Court gives state retirees hope of pay hike

Retired state workers won a court battle Thursday in their fight to get their automatic cost-of-living increase back.

That happened when the Colorado Court of Appeals ruled that their case against a 2010 state law that took away their automatic 5 percent COLA increase violated a contractual agreement made to them when they signed up for the state worker pension plan under the Public Employees’ Retirement Association. The recent recession had a devastating impact on those pensions, threatening PERA’s long-term solvency.

As a result, the Colorado Legislature passed a slew of changes to benefits offered to PERA members. One was the automatic COLA increase to retirees regardless of what happens in the economy.

Several PERA retirees sued the state, but Denver District Judge Robert Hyatt dismissed it, saying the Legislature had a right to alter the COLA increase.

“While plaintiffs unarguably have a contractual right to their PERA pension itself, they do not have a contractual right to the specific COLA formula in place at their respective retirement, for life without change,” Hyatt wrote in dismissing the case.

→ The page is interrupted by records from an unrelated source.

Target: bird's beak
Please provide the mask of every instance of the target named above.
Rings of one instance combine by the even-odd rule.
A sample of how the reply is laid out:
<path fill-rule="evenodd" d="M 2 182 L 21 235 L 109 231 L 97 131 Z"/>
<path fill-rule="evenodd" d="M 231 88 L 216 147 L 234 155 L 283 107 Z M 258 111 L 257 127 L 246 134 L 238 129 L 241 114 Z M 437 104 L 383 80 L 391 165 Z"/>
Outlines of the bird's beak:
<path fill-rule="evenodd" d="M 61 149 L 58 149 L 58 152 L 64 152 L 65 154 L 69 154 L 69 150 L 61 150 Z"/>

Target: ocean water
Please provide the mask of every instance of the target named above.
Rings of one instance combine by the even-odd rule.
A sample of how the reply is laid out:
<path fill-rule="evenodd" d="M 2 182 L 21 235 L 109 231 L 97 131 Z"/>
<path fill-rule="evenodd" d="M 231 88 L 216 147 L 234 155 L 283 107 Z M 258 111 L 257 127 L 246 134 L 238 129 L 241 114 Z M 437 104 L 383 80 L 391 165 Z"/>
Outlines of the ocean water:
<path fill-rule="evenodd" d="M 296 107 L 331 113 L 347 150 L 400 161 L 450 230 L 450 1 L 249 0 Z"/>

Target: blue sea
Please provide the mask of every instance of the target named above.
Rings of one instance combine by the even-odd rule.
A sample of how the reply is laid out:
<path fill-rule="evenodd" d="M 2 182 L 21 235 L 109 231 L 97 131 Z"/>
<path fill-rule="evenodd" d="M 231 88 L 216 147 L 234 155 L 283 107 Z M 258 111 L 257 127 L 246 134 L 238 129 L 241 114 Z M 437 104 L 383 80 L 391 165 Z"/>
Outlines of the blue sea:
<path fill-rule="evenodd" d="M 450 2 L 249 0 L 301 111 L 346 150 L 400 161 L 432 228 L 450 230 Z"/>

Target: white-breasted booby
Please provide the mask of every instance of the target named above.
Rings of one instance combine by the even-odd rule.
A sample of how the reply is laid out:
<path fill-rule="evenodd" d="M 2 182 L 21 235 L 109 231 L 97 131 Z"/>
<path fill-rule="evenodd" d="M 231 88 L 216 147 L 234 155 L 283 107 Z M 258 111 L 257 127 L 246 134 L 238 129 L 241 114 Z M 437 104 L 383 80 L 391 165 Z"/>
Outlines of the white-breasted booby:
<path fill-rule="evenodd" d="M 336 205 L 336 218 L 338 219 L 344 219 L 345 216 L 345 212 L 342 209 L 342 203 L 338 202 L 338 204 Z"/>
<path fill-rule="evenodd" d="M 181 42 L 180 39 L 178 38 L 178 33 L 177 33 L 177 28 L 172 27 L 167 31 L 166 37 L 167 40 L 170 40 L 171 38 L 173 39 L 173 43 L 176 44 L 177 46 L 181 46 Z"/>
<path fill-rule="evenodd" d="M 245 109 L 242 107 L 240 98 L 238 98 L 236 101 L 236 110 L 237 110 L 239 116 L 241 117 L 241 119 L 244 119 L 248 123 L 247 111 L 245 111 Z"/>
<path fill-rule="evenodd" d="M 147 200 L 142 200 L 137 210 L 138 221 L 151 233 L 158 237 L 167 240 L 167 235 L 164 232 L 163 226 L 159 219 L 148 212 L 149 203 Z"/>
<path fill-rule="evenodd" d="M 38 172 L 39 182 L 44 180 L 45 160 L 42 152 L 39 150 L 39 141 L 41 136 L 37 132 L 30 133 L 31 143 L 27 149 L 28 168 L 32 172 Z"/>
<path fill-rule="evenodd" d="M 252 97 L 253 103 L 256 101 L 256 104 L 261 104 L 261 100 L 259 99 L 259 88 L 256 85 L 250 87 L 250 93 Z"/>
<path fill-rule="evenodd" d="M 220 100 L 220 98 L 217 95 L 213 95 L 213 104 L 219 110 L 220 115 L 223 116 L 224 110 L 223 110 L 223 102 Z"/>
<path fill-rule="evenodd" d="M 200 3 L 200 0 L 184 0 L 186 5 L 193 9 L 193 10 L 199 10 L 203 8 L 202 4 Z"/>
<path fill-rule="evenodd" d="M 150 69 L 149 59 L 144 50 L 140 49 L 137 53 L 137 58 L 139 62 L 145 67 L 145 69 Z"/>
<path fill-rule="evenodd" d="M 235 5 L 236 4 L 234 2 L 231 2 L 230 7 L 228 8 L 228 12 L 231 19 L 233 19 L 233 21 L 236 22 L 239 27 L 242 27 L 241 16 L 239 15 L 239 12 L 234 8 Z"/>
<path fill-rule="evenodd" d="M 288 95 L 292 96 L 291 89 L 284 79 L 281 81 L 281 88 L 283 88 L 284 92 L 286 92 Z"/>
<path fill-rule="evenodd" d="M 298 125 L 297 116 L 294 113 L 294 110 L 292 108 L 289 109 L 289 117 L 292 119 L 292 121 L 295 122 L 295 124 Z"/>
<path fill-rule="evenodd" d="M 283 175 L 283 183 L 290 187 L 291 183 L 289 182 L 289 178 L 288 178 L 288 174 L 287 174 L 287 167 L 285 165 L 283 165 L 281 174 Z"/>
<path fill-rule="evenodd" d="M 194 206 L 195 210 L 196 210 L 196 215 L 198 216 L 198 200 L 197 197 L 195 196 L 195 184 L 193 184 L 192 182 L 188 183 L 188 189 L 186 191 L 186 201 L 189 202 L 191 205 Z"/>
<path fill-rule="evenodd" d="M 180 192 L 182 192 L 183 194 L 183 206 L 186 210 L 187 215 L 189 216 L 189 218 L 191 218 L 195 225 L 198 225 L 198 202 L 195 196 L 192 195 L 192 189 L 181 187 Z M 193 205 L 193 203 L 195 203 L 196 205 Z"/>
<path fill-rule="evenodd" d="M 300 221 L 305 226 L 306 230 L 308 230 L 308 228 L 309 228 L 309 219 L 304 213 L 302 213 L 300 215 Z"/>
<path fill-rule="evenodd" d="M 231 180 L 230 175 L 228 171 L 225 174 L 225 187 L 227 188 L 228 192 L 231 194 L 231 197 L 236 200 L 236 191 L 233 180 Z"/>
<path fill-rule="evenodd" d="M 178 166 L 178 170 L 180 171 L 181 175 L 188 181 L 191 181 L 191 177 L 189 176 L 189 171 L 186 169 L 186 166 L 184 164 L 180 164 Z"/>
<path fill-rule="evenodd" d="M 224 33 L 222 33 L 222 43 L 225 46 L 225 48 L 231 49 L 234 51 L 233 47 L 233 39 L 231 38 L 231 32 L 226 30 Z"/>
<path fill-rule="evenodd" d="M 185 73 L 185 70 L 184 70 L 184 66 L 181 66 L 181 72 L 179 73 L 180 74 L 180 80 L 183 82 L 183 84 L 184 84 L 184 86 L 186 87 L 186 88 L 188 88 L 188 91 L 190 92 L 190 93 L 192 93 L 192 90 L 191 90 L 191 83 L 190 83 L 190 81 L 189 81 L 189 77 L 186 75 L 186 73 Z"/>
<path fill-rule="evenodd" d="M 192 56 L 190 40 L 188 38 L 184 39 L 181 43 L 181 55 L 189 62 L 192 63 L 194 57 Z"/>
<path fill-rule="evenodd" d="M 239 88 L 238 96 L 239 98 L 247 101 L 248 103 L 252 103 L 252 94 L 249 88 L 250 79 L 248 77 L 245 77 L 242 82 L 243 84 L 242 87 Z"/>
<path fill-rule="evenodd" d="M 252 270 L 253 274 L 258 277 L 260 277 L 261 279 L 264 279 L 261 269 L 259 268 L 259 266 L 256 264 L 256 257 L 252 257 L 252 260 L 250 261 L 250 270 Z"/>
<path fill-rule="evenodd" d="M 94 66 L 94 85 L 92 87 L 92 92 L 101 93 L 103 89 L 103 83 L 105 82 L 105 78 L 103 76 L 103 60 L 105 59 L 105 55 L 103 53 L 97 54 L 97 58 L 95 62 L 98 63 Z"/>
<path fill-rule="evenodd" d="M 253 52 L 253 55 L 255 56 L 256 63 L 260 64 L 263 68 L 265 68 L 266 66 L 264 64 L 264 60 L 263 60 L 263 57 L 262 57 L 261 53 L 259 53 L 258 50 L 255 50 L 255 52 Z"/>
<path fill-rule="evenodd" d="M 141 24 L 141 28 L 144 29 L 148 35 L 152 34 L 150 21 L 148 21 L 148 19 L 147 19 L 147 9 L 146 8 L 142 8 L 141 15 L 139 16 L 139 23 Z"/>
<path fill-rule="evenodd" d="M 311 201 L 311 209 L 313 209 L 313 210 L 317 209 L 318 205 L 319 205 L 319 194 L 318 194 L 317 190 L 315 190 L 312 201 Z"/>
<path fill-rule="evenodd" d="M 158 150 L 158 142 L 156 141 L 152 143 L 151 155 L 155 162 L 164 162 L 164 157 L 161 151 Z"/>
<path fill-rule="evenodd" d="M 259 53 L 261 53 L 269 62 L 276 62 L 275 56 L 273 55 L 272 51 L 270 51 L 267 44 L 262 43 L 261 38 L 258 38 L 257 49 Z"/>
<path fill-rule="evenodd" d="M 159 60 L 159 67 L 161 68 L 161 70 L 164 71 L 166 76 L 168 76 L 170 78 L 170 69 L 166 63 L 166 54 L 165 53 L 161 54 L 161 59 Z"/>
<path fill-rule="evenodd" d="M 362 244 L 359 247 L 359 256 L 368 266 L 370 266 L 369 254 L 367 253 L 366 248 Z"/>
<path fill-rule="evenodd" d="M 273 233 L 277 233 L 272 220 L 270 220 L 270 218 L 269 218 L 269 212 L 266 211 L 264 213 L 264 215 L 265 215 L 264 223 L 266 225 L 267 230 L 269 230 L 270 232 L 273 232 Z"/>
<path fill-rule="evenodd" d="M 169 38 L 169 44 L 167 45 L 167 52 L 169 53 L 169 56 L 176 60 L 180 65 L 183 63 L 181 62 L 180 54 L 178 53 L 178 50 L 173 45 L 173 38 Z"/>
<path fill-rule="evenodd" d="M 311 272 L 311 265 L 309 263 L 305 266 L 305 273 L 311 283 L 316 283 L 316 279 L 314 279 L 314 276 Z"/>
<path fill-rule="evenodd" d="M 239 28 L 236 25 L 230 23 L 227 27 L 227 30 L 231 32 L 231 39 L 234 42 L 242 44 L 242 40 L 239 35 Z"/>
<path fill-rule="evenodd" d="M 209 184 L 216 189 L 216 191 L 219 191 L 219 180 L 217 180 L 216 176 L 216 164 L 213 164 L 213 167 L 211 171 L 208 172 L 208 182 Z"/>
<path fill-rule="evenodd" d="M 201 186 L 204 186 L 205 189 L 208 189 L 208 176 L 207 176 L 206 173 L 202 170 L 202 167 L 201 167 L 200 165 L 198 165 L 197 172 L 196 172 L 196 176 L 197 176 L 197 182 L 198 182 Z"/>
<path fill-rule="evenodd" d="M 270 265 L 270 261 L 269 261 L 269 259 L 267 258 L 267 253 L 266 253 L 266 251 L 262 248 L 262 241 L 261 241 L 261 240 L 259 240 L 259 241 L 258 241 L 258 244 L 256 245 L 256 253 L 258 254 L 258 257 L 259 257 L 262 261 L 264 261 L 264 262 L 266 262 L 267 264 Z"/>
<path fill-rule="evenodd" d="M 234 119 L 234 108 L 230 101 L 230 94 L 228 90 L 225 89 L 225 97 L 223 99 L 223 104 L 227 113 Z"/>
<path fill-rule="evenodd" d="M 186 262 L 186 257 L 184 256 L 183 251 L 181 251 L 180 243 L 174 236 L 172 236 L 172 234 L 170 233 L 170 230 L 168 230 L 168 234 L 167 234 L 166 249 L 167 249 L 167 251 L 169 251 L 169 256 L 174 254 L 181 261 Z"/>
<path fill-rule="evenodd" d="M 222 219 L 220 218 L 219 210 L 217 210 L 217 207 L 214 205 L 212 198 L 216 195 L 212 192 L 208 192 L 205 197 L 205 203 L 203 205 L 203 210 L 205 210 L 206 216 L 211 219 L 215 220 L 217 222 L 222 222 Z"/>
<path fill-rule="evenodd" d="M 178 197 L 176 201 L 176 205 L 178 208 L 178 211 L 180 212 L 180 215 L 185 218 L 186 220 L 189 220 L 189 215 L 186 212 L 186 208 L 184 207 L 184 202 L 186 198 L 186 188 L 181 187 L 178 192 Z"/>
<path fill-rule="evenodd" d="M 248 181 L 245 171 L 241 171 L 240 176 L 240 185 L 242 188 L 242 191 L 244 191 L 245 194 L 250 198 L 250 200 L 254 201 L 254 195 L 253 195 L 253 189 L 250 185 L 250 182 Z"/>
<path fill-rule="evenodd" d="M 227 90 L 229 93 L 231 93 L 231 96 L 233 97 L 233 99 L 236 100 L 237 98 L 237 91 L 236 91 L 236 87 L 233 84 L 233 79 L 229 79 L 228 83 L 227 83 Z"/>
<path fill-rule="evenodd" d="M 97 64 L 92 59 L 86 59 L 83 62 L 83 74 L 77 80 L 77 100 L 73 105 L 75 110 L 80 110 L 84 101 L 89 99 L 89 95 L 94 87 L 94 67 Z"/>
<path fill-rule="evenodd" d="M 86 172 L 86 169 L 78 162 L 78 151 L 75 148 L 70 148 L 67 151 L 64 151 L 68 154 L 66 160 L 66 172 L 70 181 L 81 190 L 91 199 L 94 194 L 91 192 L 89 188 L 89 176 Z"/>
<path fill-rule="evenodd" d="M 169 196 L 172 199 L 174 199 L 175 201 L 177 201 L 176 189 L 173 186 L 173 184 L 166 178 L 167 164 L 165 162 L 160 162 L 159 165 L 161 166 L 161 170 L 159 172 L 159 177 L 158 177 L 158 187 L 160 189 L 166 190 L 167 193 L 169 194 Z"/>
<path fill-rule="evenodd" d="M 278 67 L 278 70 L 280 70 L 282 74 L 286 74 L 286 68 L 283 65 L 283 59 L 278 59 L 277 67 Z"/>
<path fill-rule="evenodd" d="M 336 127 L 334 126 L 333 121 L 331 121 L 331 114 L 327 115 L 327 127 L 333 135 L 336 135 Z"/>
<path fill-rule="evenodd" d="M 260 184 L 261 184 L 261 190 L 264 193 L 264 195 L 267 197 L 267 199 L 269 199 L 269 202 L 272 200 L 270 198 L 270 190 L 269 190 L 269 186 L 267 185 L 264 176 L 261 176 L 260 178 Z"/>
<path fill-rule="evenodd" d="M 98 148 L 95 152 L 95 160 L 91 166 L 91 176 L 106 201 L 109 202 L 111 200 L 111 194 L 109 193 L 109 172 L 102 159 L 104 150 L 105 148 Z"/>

A three-judge panel of the court disagreed, to a point. In its ruling Thursday, the higher court said the state could only reduce the increase if it can show a “public need” to do so.

“The (district) court must still determine whether any impairment of the right is substantial and, if so, whether the reduction was reasonable and necessary to serve a significant and legitimate public purpose,” Judge Jerry Jones wrote in the ruling. The decision, which sends the case back to Denver District Court,  was joined by judges Dennis Graham and Diana Terry.